Cet excès de compliments contredit l’apparent désordre dans lequel semble se trouver le royaume, désordre formulé implicitement et dû aux incohérences dont semble faire preuve le roi de France.

2. Les contradictions

Le cœur du texte (lignes 12 à 39) est centré sur ces oppositions. Cette partie est construite en parataxe, ce qui produit un effet d’accumulation des contradictions :

* Aux lignes 14 et 15, « il a un ministre qui n'a que dix-huit ans, et une maîtresse qui en a quatre-vingts » : les termes « dix-huit ans » et « quatre-vingts », j’ai déjà expliqué ce point.

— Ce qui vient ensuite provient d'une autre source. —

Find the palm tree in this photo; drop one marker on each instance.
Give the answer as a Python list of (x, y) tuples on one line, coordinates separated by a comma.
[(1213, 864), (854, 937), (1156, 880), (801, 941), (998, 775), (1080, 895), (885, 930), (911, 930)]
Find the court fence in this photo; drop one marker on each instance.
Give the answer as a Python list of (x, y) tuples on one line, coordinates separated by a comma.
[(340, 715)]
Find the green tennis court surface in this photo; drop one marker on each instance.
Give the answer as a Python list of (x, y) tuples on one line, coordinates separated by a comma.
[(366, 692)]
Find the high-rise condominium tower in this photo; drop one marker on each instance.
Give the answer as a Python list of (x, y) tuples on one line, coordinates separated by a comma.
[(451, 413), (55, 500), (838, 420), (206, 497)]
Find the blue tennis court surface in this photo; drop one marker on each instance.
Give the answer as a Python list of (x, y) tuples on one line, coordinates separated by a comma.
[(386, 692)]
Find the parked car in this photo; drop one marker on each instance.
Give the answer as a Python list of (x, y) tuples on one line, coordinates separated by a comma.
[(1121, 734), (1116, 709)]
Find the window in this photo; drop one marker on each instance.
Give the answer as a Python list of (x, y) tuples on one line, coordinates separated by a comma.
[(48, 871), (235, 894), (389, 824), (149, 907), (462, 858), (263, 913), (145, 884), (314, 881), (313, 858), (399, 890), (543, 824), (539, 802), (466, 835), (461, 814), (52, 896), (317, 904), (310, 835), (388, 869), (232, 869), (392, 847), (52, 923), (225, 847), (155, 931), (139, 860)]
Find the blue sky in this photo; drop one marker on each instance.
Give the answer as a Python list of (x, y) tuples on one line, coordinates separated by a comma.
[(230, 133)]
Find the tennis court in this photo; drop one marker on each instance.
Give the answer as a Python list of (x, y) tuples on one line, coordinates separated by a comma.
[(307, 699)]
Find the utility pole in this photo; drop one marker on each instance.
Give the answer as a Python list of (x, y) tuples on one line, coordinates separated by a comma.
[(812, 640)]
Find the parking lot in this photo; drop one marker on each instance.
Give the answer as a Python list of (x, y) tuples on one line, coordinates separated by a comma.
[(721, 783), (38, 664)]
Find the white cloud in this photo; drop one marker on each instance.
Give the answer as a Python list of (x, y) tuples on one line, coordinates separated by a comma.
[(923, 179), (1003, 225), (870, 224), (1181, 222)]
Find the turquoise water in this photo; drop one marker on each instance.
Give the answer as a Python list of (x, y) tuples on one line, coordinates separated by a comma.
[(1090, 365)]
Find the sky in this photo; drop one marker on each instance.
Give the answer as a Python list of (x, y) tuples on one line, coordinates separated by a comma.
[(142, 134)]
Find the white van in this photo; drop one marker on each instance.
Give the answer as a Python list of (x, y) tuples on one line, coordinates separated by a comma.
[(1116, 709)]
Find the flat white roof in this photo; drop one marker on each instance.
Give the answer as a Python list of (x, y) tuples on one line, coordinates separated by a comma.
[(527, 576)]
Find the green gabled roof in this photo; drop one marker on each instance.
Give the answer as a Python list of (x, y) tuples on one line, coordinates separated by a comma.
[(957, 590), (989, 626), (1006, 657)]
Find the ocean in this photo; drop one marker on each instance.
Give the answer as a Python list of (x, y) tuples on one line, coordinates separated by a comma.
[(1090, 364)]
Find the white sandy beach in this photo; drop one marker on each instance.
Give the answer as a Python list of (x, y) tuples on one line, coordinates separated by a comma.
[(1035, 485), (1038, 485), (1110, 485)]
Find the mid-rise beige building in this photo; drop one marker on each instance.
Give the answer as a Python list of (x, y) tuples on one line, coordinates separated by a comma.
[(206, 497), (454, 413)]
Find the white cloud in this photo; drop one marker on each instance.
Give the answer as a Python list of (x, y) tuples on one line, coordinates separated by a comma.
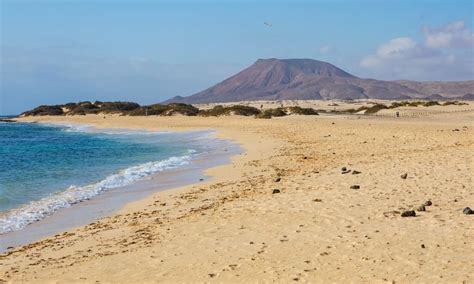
[(405, 58), (453, 35), (325, 49)]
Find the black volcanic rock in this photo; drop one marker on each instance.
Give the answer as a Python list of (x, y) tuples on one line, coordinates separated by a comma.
[(289, 79)]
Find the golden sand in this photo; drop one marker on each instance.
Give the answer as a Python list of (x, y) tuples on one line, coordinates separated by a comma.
[(317, 229)]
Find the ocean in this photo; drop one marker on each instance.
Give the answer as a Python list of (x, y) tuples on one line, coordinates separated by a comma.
[(45, 168)]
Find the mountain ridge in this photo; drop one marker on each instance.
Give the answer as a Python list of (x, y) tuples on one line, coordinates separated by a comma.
[(293, 79)]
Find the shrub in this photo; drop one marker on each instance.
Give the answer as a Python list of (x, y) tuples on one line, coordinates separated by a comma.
[(232, 110), (302, 111)]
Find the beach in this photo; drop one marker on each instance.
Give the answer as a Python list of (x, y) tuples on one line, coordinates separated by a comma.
[(283, 210)]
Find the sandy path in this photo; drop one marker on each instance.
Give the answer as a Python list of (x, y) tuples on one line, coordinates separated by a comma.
[(233, 229)]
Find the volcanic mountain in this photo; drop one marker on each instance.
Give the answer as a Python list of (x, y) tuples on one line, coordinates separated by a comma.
[(293, 79)]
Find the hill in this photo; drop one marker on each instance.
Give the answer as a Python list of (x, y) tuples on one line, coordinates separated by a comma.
[(290, 79)]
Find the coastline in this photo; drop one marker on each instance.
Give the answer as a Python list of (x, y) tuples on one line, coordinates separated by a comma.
[(232, 228), (113, 200)]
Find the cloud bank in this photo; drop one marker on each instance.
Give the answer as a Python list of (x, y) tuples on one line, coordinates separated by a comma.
[(446, 54)]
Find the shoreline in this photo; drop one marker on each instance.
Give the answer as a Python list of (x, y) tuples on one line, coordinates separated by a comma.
[(233, 228), (112, 201)]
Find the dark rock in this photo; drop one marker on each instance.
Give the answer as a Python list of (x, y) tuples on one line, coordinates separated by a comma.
[(468, 211), (409, 213), (421, 208)]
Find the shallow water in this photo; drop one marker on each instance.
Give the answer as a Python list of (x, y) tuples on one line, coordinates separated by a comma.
[(44, 168)]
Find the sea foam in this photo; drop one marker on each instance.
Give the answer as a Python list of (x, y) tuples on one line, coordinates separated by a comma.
[(19, 218)]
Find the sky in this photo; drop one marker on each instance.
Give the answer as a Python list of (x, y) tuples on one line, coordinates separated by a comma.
[(147, 51)]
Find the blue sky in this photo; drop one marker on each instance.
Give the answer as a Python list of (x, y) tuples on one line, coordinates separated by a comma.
[(148, 51)]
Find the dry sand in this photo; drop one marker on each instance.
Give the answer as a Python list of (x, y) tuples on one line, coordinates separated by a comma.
[(317, 229)]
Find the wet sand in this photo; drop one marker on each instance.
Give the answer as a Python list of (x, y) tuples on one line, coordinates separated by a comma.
[(233, 228), (113, 200)]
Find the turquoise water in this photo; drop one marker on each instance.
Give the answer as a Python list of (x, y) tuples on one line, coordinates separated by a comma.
[(45, 168)]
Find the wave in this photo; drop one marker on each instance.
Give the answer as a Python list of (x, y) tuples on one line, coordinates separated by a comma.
[(19, 218)]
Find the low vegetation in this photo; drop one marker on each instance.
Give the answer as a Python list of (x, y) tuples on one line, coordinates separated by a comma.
[(134, 109), (165, 110), (283, 111), (231, 110), (377, 107)]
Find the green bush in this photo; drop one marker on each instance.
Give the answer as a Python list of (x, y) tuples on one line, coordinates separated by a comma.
[(231, 110)]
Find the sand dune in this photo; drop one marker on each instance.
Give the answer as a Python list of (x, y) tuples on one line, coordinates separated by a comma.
[(233, 228)]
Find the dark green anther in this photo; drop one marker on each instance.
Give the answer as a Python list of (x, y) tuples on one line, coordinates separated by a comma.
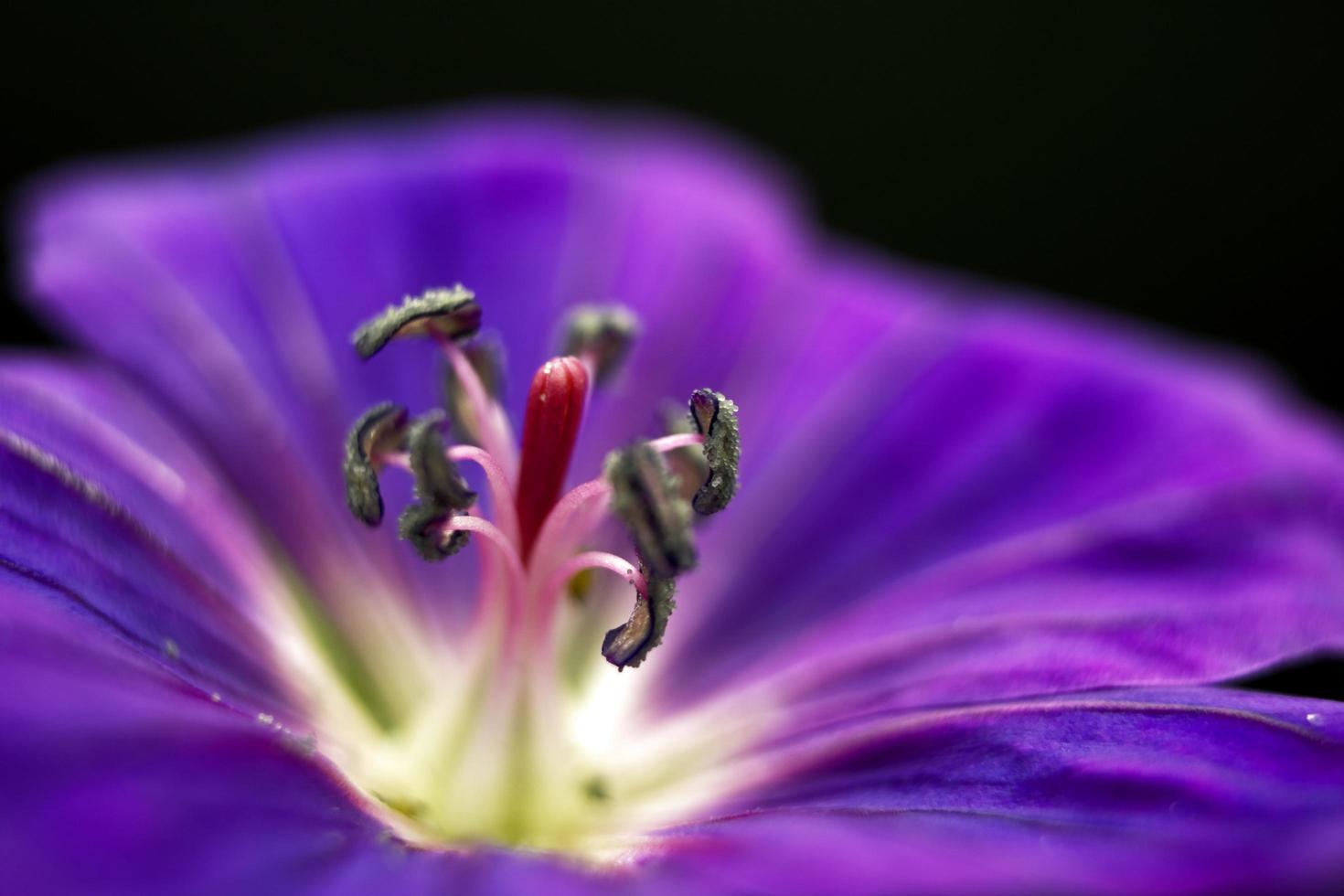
[(603, 334), (379, 430), (486, 357), (629, 644), (437, 480), (715, 418), (422, 526), (688, 463), (645, 497), (452, 314)]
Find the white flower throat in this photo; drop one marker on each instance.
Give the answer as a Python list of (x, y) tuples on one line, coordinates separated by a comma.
[(522, 732)]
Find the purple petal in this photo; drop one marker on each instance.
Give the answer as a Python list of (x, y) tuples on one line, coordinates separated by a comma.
[(1132, 792), (1008, 503), (112, 515), (120, 779), (233, 288)]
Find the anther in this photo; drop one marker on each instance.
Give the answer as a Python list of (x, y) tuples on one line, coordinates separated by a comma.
[(486, 359), (425, 526), (629, 644), (379, 430), (446, 314), (715, 418), (437, 480), (601, 335), (687, 463), (645, 497), (549, 427)]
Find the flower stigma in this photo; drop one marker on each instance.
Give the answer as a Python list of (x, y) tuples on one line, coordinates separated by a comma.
[(522, 732)]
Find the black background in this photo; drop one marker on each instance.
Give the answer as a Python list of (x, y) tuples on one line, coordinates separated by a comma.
[(1178, 162)]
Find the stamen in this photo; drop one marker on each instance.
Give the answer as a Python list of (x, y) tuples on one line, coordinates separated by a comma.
[(491, 423), (375, 434), (449, 314), (429, 531), (437, 480), (645, 498), (549, 427), (594, 560), (629, 644), (502, 497), (675, 443), (601, 336), (715, 418)]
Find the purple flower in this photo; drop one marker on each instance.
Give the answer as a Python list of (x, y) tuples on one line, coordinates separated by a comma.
[(957, 629)]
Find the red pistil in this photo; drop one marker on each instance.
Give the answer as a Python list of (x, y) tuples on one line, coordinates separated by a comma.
[(549, 427)]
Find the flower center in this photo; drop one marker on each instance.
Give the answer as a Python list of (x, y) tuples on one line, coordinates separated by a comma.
[(520, 731)]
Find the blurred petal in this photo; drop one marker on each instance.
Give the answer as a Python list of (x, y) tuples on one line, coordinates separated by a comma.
[(109, 513), (1133, 792), (122, 779), (233, 288), (1001, 501)]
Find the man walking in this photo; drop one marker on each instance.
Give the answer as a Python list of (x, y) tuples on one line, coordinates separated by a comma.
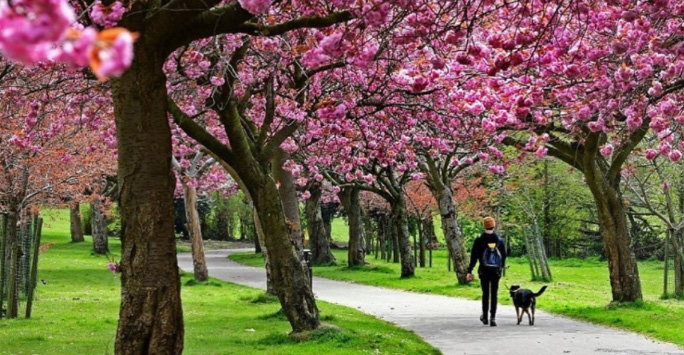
[(490, 251)]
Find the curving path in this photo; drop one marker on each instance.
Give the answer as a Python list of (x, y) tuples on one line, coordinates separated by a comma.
[(451, 324)]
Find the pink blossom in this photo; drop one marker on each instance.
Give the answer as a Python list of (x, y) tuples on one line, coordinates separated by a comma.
[(314, 58), (497, 169), (664, 148), (217, 80), (607, 150), (541, 152), (76, 48), (651, 154), (31, 27), (333, 45), (107, 16), (114, 52), (255, 7), (113, 266)]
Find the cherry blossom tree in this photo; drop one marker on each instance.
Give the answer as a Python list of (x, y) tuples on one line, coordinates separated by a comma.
[(588, 93)]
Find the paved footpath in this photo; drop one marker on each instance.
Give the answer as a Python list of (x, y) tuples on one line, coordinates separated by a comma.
[(451, 324)]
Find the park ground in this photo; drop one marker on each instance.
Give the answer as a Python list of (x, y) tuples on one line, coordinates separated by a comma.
[(76, 312), (580, 288)]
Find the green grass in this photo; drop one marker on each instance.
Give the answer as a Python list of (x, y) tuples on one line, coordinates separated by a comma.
[(580, 290), (76, 312)]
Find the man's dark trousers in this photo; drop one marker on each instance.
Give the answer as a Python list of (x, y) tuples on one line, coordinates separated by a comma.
[(489, 281)]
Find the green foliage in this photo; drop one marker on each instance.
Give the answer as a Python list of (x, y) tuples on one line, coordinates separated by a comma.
[(581, 289), (76, 312)]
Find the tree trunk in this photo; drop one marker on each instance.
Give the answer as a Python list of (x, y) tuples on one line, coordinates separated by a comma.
[(677, 239), (75, 223), (261, 241), (26, 239), (624, 272), (151, 316), (350, 201), (288, 274), (3, 258), (319, 243), (426, 232), (290, 202), (400, 220), (99, 226), (9, 280), (199, 262), (541, 253), (452, 233)]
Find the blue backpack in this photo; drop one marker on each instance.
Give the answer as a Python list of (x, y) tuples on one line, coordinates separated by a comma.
[(491, 258)]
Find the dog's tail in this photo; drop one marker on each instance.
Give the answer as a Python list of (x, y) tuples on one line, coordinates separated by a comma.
[(540, 292)]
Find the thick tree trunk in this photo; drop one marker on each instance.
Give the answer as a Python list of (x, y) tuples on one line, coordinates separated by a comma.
[(677, 239), (350, 201), (75, 223), (319, 242), (3, 259), (199, 262), (624, 272), (26, 242), (452, 233), (290, 202), (98, 222), (151, 317), (426, 232), (9, 281), (288, 274), (400, 221), (261, 242)]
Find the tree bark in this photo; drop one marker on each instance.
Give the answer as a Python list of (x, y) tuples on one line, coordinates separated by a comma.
[(260, 241), (290, 202), (319, 243), (9, 280), (677, 240), (151, 317), (75, 223), (3, 258), (400, 220), (452, 232), (624, 272), (99, 226), (288, 274), (350, 201), (199, 262)]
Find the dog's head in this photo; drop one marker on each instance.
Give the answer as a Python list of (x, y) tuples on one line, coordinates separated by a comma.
[(513, 289)]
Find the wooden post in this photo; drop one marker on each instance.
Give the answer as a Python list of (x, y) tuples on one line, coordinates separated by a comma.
[(448, 259), (13, 289), (415, 251), (3, 257), (26, 238), (666, 249), (38, 227)]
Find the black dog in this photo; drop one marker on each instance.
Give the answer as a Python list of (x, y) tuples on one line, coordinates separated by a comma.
[(525, 299)]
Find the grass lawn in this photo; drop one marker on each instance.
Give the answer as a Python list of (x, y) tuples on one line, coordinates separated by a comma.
[(76, 313), (580, 290)]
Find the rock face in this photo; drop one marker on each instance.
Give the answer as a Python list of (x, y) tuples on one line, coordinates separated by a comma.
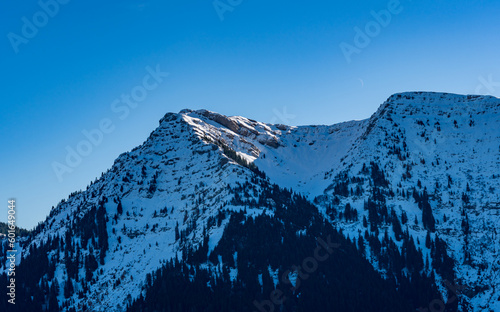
[(424, 168)]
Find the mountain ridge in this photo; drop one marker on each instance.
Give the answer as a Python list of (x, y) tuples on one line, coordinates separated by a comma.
[(193, 166)]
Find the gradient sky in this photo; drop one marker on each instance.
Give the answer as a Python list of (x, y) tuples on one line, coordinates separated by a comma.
[(264, 59)]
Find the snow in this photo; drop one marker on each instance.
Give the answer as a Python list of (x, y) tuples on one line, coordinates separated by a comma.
[(193, 181)]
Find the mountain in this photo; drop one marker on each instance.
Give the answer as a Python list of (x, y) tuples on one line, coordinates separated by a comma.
[(393, 213)]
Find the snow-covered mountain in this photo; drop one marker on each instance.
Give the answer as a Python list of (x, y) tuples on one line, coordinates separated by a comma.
[(423, 170)]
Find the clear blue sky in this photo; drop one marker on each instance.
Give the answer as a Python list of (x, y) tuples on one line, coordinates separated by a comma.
[(263, 58)]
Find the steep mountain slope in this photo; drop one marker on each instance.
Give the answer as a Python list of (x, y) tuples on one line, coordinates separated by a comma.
[(412, 186)]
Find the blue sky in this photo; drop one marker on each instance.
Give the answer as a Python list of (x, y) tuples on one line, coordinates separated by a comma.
[(271, 61)]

* aux lignes 15 et 16 « il aime sa religion, et il ne peut souffrir ceux qui disent qu'il la faut observer à la rigueur » : « il aime » et « il ne peut souffrir » ; en effet, Louis XIV est un partisan du gallicanisme, c'est-à-dire qu’il veut une France catholique unifiée sous ses ordres mais indépendante du pape.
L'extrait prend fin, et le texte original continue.